Même si la campagne n’a pas connu le degré de sexisme auquel on pouvait s’attendre, et alors que pour la première fois un candidat sur trois est une candidate, il faut garder à l’esprit que du score de Ségolène Royal dépendra l’avenir d’une génération de femmes politiques.

"Ne réduisez pas Ségolène Royal à son statut de femme, elle mérite mieux que cela". Le compliment venait de... Nicolas Sarkozy, en novembre dernier sur un plateau de télévision. Certes. Mais la candidate a choisi elle-même de "sexualiser" la campagne en mettant constamment sa féminité en avant, comme elle vient à nouveau de le faire à Sciences-Po, lors du forum organisé par le magazine Elle. Et quelles sont les premières phrases de son clip de campagne officiel ? "Je suis une femme et une mère de quatre enfants". L’on ne débattra pas ici de la pertinence d’un tel argument, que d’aucuns pourraient trouver très légitime, et efficace politiquement, lorsque l’on se penche sur les motivations du vote des Françaises notamment. Et il faut admettre que la candidate a eu beau jeu de miser sur cet atout, qui a pu sans doute lui faire gagner des points dans la bataille pour remporter la primaire socialiste fin 2006. Mais en sexualisant ainsi l’enjeu, Ségolène Royal prend aussi un grand risque quant au poids des femmes dans le paysage politique français. Il est certes évident que si elle était élue, ce serait une véritable petite révolution culturelle en France. Mais si, pour envisager le pire scénario pour le PS, la candidate était éliminée au premier tour, ce serait certainement une stagnation de plusieurs années pour le combat paritaire et l’accession des femmes aux plus hautes responsabilités. Car aussi absurdement que l’on a pu lui intenter un procès en incompétence en raison de ses chromosomes sexuels, la même critique inepte pourrait ressurgir en cas d’échec patent. Et l’équation candidate = risque s’instiller encore durablement dans les cerveaux des responsables de partis au moment des investitures législatives (on rappelle qu’en 2005 l’UMP a payé plus de quatre millions d’euros d’amende, et le PS près 1,5 million pour non-repect de la loi sur la parité, et que la France compte encore moins de députées que... l’Iran, par exemple).

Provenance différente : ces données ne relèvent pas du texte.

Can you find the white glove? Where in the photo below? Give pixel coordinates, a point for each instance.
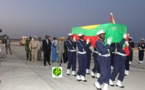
(74, 39)
(109, 40)
(124, 36)
(87, 41)
(127, 43)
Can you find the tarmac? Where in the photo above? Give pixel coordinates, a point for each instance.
(17, 73)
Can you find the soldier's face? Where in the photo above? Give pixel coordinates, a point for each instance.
(71, 37)
(81, 37)
(142, 41)
(102, 36)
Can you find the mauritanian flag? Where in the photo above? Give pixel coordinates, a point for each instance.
(115, 31)
(112, 18)
(125, 47)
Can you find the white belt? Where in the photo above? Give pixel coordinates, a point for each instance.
(106, 55)
(140, 48)
(121, 54)
(81, 52)
(72, 50)
(95, 52)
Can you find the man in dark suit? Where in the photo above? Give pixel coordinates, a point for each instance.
(46, 46)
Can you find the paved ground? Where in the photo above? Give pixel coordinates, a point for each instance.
(16, 73)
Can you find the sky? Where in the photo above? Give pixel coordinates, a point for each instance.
(57, 17)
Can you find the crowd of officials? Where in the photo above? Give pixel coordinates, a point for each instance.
(106, 57)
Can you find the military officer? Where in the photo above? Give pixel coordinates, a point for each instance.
(34, 47)
(27, 49)
(104, 60)
(71, 50)
(132, 45)
(89, 52)
(141, 47)
(96, 69)
(82, 57)
(119, 64)
(60, 50)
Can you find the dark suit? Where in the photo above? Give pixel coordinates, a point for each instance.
(46, 46)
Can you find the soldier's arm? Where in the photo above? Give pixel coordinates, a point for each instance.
(101, 47)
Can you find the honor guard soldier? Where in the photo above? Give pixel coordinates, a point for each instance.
(60, 50)
(88, 60)
(141, 47)
(27, 49)
(113, 48)
(34, 46)
(71, 50)
(96, 69)
(119, 64)
(127, 65)
(132, 45)
(104, 60)
(82, 57)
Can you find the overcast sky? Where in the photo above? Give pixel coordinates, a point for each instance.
(57, 17)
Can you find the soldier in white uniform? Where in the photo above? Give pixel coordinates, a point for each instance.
(60, 50)
(34, 46)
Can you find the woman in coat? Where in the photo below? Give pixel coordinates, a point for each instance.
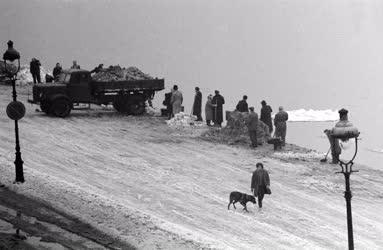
(209, 109)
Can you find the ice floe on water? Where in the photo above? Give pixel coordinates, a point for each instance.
(303, 115)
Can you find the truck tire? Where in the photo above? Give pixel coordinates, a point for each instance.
(60, 107)
(137, 105)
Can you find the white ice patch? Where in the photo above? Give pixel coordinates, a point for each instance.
(302, 115)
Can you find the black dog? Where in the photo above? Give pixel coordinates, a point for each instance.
(241, 198)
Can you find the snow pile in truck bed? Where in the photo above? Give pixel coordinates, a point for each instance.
(116, 73)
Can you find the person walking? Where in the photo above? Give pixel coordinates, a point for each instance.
(209, 110)
(266, 115)
(57, 71)
(197, 105)
(252, 126)
(218, 102)
(260, 183)
(176, 100)
(280, 120)
(242, 105)
(34, 68)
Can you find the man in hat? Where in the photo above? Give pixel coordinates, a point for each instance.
(280, 124)
(218, 102)
(197, 105)
(252, 126)
(266, 115)
(260, 183)
(242, 105)
(336, 150)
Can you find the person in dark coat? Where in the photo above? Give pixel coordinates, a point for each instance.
(197, 106)
(266, 115)
(280, 120)
(260, 183)
(34, 68)
(252, 126)
(218, 102)
(57, 71)
(242, 105)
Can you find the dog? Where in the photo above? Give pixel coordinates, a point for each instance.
(241, 198)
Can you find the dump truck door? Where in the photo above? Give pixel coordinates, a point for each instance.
(78, 87)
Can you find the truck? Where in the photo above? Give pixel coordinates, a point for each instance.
(77, 86)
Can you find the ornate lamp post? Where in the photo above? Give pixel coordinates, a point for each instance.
(15, 109)
(348, 132)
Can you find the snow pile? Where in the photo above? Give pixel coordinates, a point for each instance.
(302, 115)
(25, 77)
(116, 73)
(181, 120)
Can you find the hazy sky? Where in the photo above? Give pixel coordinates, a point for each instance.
(299, 53)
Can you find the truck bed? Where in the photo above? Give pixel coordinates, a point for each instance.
(130, 85)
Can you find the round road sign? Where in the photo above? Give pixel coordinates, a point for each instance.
(15, 110)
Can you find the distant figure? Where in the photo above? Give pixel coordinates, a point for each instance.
(218, 102)
(75, 65)
(34, 67)
(336, 150)
(57, 71)
(242, 105)
(266, 115)
(176, 100)
(280, 120)
(252, 126)
(97, 69)
(260, 183)
(168, 103)
(209, 110)
(197, 106)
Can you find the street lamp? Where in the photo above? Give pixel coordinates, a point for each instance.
(346, 133)
(15, 109)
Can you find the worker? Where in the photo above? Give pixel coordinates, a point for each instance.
(266, 115)
(336, 150)
(75, 65)
(197, 105)
(218, 102)
(176, 100)
(252, 126)
(57, 71)
(242, 105)
(280, 120)
(209, 110)
(260, 183)
(34, 68)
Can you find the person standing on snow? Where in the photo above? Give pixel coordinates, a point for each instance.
(176, 100)
(242, 105)
(260, 183)
(252, 126)
(197, 105)
(218, 102)
(266, 115)
(280, 120)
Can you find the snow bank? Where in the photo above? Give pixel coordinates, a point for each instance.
(302, 115)
(25, 77)
(181, 120)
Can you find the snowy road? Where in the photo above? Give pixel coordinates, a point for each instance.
(137, 179)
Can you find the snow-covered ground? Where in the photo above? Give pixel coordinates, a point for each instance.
(155, 187)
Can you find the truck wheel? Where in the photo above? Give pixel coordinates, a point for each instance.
(45, 106)
(61, 107)
(137, 107)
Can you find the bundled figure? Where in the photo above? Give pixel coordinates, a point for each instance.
(280, 120)
(260, 183)
(34, 67)
(266, 115)
(197, 105)
(218, 102)
(176, 100)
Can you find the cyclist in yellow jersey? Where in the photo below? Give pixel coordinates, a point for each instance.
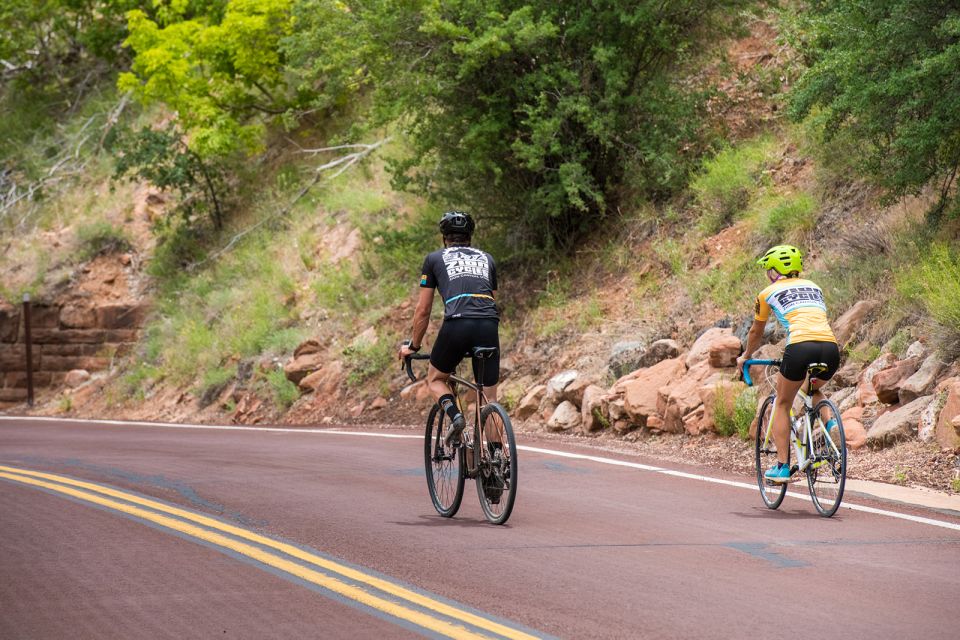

"Meilleure au lit qu’au ministère"

Quel que soit le score de la candidate, on peut néanmoins tenir pour acquis que l’investiture d’une femme par un grand parti à la présidentielle aura tout de même levé un tabou et contribué à faire évoluer les mentalités. Car Ségolène Royal a beau souligner ces derniers jours qu’elle a enduré dans cette campagne ce qu’aucun homme n’aurait enduré, on peut rester dubitatif, au vu de la faiblesse des attaques dont elle a été victime finalement...Certes, on aurait pu s’attendre, en début de course élyséenne, à une surenchère de propos sexistes, vu le ton des premières critiques. Le "qui va garder les enfants ?" de Fabius, DSK conseillant à la candidate "de rester chez elle au lieu de lire ses fiches cuisine", ou encore la menace d’Emmanuelli de "mettre une balle de plus dans son fusil de chasse". Mais depuis, juste un petit "Bécassine" par-ci, par-là... Car il faut se souvenir de la violence des insultes qu’ont connue les femmes politiques par le passé et jusqu’au début des années 2000. Le classieux "enlève ton slip, salope" assené par les paysans à Dominique Voynet au Salon de l’Agriculture. Les "putain" et "3615 Tonton" tagués sur les affiches d’Elisabeth Guigou à Avignon, qui lui ont donné, un temps, la tentation de quitter la politique. Et surtout, rappellons-nous du véritable lynchage qu’avait enduré Edith Cresson, en accédant en 1991 à Matignon, la plus haute fonction exercée à ce jour par une femme. Les "On t’espère meilleure au lit qu’au ministère". Les députés la traitant de Pompadour. Ou encore le Bêbête Show montrant une marionnette en chaleur, se frottant à Mitterrand, qui répliquait "rebouche ton trou et fous-nous la paix" ou "la greluche je la viole"...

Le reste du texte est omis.